La politicienne neuchâteloise Céline Vara est partie en vacances à Oman en famille, en avion surtout. Et bam!, la nouvelle est dans tous les journaux et la voilà tancée. La conseillère d’Etat est une élue écologiste qui n’hésite pas à critiquer les voyages en avion, comme lorsque le gouvernement fribourgeois a utilisé ce moyen de transport pour se rendre à Londres en 2019. Telle est prise qui croyait prendre…
Mardi, la politicienne a répondu à ses détracteurs par voie de presse, dans le quotidien Arcinfo. Il s’agissait de «vacances choisies pour leurs programmes avec les tortues marines et pour la faune particulière», explique-t-elle, ajoutant qu’elle avait bien mérité le droit de «passer ce moment privilégié avec [sa] famille». Une défense pleurnicheuse.
La paille et la poutre
Le problème de Madame Vara est d’ordre moral. La question n’est pas de savoir si elle a le droit de prendre l’avion pour aller assister au spectacle touristique d’une «faune particulière» mais de savoir comment elle fera désormais la morale à celles et ceux qui prennent l’avion pour aller assister à un spectacle touristique quel qu’il soit, serait-ce celui d’un bar à bière à Barcelone.

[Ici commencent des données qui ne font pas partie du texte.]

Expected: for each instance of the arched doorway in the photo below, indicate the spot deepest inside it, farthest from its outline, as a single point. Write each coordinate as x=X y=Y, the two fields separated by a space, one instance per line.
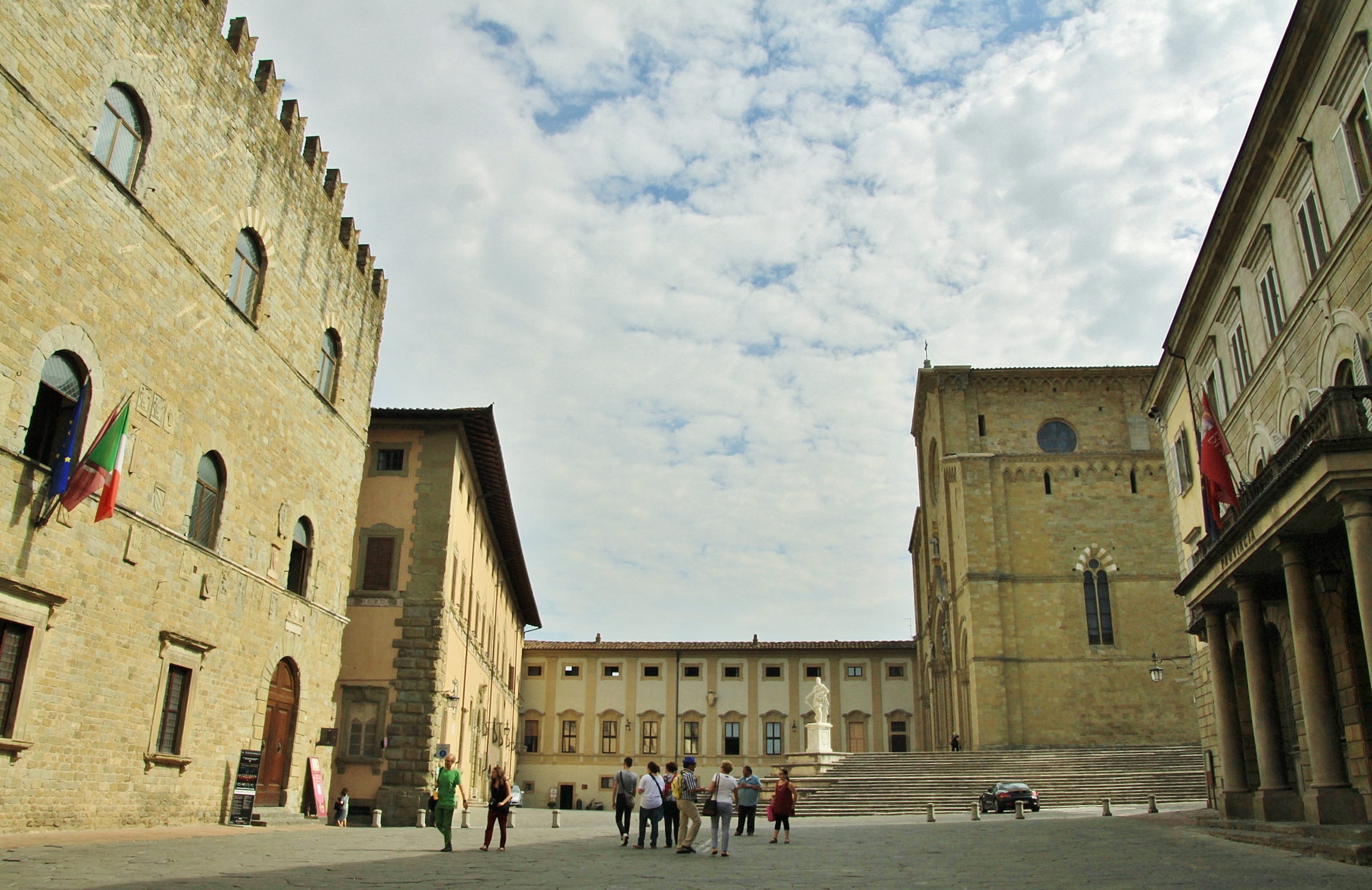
x=277 y=734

Le problème de celles et ceux qui la critiquent est lui aussi d’ordre moral – et j’exclus ici les calculs politiciens car c’est de bonne guerre. Que reproche-t-on à Céline Vara? De ne pas être alignée avec les convictions qu’elle revendique? Ou de ne plus servir de caution? Je penche pour la seconde proposition. Car en réalité, peu de personnes sont alignées avec les convictions qu’elles affichent. Du génocide dans la bande de Gaza à l’effet mortifère de notre mode de vie sur la flore et la faune – particulière ou non – en passant par les dictatures, le wokisme et tout ce que bon vous semble, la majorité des Occidentaux se contente le plus souvent de protestations ne remettant pas fondamentalement en question leur mode de vie, c’est à dire leur accès à la consommation de marchandises. Alors voter pour celui ou celle qui affiche les mêmes convictions donne bonne conscience: «Je vais en vacances à Bali en avion, mon téléphone portable est fait de métaux rares extraits dans des conditions épouvantables, chacune de mes recherches internet consomme de l’énergie et participe au réchauffement climatique… mais je vote Céline Vara.» Ça marche aussi à droite: «J’habite une maison construite par des Balkaniques, je suis soigné à l’hôpital par un médecin oriental, l’aide qui s’occupe de ma mère à l’EMS est africaine, certaines déviances sexuelles m’attirent, je profite largement des acquis sociaux conquis par la gauche… mais je vote UDC.»
Ambivalence ontologique
Voilà ce qu’a troublé Céline Vara: la fétichisation des convictions politiques et de celles et ceux qui les portent. Ceci dans un monde où – citer Guy Debord n’est jamais inutile – «tout ce qui était directement vécu s’est éloigné au profit d’une représentation».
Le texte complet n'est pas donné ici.